Georgia Justice Project provides high-quality, pro-bono criminal defense for the poorest members of our community. But we don’t stop there. In fact, we don’t even start there. Every client GJP represents also receives comprehensive social services to help them address the underlying issues that got them into trouble with the law in the first place. Often, these issues include substance abuse, unemployment, low educational attainment, anger management, and the dearth of opportunity that comes from a lifetime living in poverty. We stay with our folks long after the legal case is resolved – because, as nice as a good legal outcome is, that is not all that we are about. We want our clients to live productive lives, and we try to put as much support in place as we can and offer it for as long as it is needed.

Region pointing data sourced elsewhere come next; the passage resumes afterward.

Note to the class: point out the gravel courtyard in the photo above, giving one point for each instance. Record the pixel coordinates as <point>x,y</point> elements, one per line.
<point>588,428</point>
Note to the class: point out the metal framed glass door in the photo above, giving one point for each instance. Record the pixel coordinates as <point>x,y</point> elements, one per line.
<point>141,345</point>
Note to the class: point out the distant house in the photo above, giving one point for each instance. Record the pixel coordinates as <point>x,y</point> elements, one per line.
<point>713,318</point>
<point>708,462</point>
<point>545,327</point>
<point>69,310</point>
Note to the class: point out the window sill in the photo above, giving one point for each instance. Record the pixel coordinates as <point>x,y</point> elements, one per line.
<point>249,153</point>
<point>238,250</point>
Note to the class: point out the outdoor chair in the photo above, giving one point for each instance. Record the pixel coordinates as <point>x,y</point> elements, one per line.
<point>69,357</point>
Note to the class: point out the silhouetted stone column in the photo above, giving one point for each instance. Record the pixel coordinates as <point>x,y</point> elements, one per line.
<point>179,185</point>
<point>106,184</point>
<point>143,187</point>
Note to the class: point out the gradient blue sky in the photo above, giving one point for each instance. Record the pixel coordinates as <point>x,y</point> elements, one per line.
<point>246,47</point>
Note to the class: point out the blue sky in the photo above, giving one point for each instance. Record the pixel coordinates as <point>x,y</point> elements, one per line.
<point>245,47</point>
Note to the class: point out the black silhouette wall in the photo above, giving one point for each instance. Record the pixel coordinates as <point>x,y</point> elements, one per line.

Georgia Justice Project also works on criminal records. Because more than one-third of Georgia’s population has a criminal history, GJP helps individuals remove obstacles to employment, housing, and other opportunities that arise from having a criminal record. We also provide regular CLE trainings on expungement and record restriction, and we run a monthly Criminal Records Clinic that matches up pro bono lawyers with clients to remove these obstacles when possible. By volunteering through the clinic, you can impact the rest of a person’s life and help them move forward to becoming a productive member of society.
Because of our innovative and long-term approach, $100 means a lot to GJP and our clients.
- $100 can offset court fees that our clients could never pay.
- $100 can provide MARTA breeze cards so clients can get to job interviews or to meetings with their attorney and social worker at GJP.
- $100 can provide Kroger gift cards to help the family of a client in prison get through a rough patch.
- $100 can provide a fully-stocked backpack for a client’s child, so they have the best possible start for a new school year.
- $100 can pay for a tank of gas to visit a client in prison. Very few GJP clients actually serve additional time in prison, but for those few who do, we want to make sure support networks are maintained. We visit two times a year and correspond regularly. Most important, we help make sure their families can visit as well.